Orangeburg piping was used for sewer lines between the 1860s and 1970s until it was replaced with PVC pipe. With only a 50 year life span, any pipes made of this fiber are likely to fail if your home was built before 1970. If you wait until your entire sewer line fails, then in can cost you even more than it would have before.
How Do I Know If I Have Orangeburg Pipe?
If Orangeburg pipe was installed in your area, by now your pipes are up there in age and may begin to fail. The easiest way to determine what material your sewer pipe is made of is to have a Video Inspection of your main sewer line by a licensed plumber.

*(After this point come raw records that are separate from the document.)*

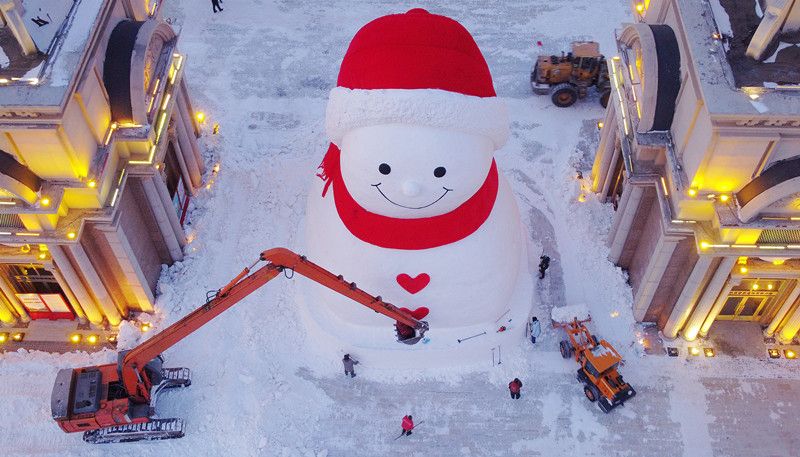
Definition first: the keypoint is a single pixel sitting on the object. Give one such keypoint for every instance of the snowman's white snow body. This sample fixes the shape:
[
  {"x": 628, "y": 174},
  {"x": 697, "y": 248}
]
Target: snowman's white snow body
[{"x": 395, "y": 170}]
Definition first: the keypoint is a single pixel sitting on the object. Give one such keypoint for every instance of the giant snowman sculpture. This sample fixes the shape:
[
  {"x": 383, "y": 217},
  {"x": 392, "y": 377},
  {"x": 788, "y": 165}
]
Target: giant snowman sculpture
[{"x": 409, "y": 202}]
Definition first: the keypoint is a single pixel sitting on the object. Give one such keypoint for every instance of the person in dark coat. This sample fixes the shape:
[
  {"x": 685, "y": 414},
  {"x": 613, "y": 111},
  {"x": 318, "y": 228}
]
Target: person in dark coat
[
  {"x": 407, "y": 424},
  {"x": 514, "y": 387},
  {"x": 536, "y": 329},
  {"x": 349, "y": 366},
  {"x": 544, "y": 264}
]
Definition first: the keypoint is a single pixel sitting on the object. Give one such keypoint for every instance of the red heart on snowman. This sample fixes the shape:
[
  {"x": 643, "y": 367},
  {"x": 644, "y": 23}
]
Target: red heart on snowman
[
  {"x": 415, "y": 284},
  {"x": 418, "y": 313}
]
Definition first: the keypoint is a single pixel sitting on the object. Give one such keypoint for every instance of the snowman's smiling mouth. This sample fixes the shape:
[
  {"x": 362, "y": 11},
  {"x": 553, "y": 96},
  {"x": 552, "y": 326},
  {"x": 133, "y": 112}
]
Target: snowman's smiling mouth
[{"x": 378, "y": 186}]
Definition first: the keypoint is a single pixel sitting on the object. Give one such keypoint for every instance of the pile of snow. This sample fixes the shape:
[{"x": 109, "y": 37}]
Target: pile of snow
[{"x": 569, "y": 312}]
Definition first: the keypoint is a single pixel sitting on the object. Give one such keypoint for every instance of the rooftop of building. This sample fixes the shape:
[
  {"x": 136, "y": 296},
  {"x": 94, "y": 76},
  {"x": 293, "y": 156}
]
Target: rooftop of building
[
  {"x": 61, "y": 31},
  {"x": 718, "y": 33}
]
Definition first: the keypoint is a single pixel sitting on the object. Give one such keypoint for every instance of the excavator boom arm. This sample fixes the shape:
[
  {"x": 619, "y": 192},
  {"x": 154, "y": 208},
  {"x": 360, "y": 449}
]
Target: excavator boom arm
[{"x": 279, "y": 259}]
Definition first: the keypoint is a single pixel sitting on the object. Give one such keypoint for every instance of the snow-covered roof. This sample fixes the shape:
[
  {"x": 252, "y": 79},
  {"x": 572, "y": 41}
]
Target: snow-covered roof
[
  {"x": 725, "y": 80},
  {"x": 62, "y": 39}
]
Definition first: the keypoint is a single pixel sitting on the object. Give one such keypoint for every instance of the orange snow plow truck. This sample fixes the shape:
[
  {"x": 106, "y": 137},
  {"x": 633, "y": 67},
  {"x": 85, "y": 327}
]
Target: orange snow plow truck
[
  {"x": 116, "y": 402},
  {"x": 598, "y": 362}
]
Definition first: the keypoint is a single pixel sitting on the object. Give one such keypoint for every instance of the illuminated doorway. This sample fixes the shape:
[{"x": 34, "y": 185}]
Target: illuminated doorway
[
  {"x": 38, "y": 291},
  {"x": 750, "y": 299}
]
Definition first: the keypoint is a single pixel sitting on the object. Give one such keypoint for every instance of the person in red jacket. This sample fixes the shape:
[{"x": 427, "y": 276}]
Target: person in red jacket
[
  {"x": 514, "y": 387},
  {"x": 407, "y": 424}
]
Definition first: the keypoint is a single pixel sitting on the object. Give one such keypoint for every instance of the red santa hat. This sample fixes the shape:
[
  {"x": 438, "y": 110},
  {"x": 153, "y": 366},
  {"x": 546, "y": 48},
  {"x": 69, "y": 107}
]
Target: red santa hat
[{"x": 416, "y": 68}]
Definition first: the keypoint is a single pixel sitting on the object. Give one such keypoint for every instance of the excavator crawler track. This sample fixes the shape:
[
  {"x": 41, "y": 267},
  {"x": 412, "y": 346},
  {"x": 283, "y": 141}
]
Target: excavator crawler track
[{"x": 156, "y": 429}]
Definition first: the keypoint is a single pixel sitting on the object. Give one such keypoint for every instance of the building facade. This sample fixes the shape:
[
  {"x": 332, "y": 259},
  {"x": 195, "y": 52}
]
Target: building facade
[
  {"x": 98, "y": 160},
  {"x": 700, "y": 156}
]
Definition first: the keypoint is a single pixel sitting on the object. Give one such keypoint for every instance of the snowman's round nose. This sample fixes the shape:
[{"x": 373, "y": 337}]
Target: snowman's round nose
[{"x": 411, "y": 188}]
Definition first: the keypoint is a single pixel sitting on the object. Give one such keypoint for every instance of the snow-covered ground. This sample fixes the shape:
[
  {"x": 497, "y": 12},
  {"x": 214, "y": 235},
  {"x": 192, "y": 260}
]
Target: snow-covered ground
[{"x": 262, "y": 69}]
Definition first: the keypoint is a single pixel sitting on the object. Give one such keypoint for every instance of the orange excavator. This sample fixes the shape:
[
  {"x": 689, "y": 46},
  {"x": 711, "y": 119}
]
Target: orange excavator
[
  {"x": 116, "y": 402},
  {"x": 598, "y": 373}
]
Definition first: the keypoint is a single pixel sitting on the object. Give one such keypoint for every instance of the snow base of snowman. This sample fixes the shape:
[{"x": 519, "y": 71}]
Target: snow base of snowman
[{"x": 378, "y": 348}]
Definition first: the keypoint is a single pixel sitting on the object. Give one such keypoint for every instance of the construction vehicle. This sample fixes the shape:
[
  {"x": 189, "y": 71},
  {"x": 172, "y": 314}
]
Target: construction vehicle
[
  {"x": 116, "y": 402},
  {"x": 598, "y": 362},
  {"x": 569, "y": 77}
]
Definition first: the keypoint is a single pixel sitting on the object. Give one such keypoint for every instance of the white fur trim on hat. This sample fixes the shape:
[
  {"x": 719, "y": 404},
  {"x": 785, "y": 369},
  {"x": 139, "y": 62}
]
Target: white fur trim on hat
[{"x": 352, "y": 108}]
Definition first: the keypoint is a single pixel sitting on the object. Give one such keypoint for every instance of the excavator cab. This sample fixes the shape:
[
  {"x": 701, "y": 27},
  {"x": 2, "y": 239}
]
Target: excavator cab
[{"x": 407, "y": 334}]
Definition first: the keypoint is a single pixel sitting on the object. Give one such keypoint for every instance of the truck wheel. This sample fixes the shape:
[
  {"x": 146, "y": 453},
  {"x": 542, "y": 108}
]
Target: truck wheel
[
  {"x": 604, "y": 96},
  {"x": 564, "y": 95},
  {"x": 565, "y": 348},
  {"x": 591, "y": 392}
]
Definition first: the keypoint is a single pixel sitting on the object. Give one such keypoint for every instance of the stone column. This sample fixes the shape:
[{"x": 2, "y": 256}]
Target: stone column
[
  {"x": 789, "y": 330},
  {"x": 190, "y": 127},
  {"x": 185, "y": 150},
  {"x": 126, "y": 258},
  {"x": 603, "y": 161},
  {"x": 626, "y": 212},
  {"x": 187, "y": 178},
  {"x": 688, "y": 297},
  {"x": 708, "y": 299},
  {"x": 95, "y": 284},
  {"x": 784, "y": 309},
  {"x": 162, "y": 216},
  {"x": 652, "y": 275},
  {"x": 718, "y": 304},
  {"x": 84, "y": 299}
]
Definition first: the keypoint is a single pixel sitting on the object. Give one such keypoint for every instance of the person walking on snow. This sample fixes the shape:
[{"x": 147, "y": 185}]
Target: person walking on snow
[
  {"x": 349, "y": 366},
  {"x": 536, "y": 329},
  {"x": 544, "y": 263},
  {"x": 514, "y": 387},
  {"x": 407, "y": 424}
]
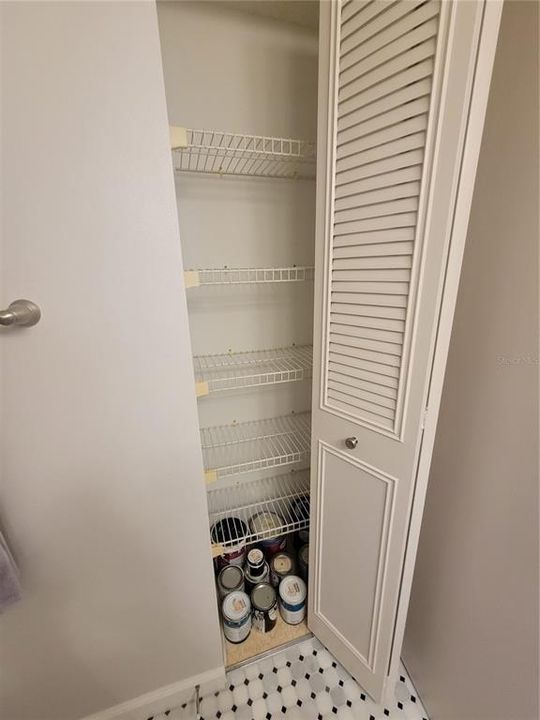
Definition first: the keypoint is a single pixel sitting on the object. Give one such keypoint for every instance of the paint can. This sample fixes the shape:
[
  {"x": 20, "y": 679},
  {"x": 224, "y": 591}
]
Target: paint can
[
  {"x": 303, "y": 562},
  {"x": 236, "y": 610},
  {"x": 281, "y": 565},
  {"x": 265, "y": 607},
  {"x": 292, "y": 599},
  {"x": 230, "y": 530},
  {"x": 256, "y": 570},
  {"x": 230, "y": 579}
]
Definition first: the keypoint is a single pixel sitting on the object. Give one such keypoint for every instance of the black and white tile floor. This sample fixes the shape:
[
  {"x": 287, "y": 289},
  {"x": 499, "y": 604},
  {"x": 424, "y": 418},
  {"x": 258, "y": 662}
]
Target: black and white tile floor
[{"x": 301, "y": 682}]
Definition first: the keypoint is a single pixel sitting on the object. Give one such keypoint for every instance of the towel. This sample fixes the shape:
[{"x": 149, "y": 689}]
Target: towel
[{"x": 10, "y": 588}]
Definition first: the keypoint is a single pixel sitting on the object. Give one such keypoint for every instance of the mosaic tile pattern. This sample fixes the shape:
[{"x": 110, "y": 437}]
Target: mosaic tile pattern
[{"x": 301, "y": 682}]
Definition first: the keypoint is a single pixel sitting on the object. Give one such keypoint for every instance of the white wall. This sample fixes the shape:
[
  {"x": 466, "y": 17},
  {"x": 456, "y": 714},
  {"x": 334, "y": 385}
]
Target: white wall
[
  {"x": 229, "y": 70},
  {"x": 102, "y": 496},
  {"x": 471, "y": 643}
]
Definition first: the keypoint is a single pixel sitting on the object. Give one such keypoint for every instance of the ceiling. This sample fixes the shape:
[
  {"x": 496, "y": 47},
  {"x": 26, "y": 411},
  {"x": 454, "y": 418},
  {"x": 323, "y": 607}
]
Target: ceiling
[{"x": 299, "y": 12}]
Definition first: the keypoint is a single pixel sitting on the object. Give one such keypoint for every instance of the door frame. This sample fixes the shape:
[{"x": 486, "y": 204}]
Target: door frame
[
  {"x": 489, "y": 31},
  {"x": 472, "y": 123}
]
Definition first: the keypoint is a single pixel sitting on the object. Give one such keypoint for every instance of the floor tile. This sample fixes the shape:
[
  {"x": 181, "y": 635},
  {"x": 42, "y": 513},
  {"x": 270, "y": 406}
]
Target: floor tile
[{"x": 301, "y": 682}]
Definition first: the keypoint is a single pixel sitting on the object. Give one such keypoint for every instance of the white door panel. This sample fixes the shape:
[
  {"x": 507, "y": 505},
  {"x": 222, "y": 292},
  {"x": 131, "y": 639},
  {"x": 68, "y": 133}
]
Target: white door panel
[{"x": 395, "y": 92}]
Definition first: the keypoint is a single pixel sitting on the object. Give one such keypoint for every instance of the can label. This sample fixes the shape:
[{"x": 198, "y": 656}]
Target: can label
[
  {"x": 265, "y": 620},
  {"x": 292, "y": 614},
  {"x": 234, "y": 556},
  {"x": 237, "y": 631}
]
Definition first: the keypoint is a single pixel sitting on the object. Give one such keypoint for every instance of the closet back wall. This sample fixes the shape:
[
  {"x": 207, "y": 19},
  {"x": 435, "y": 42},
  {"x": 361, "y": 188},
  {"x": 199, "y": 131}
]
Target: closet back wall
[{"x": 231, "y": 71}]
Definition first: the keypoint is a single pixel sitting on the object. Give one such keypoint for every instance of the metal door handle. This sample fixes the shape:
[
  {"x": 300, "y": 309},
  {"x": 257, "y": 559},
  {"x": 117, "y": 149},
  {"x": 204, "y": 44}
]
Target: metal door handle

Another great idea is to keep in touch with your neighbors. If they have Orangeburg pipe, then chances are high that your home does as well.
Signs of a Deteriorating Sewer Line
The signs of a deteriorating sewer line include frequent clogged lines, tree root invasion due to deformation, and total pipe collapse.
If you suspect that your home or sewer line have been installed with Orangeburg pipe or some other outdated material, the first step is to contact a professional plumber. Many trenchless technologies can be used not only to look underground but to replace the pipes as well, so you can be at ease knowing that your property will not be harmed in the process.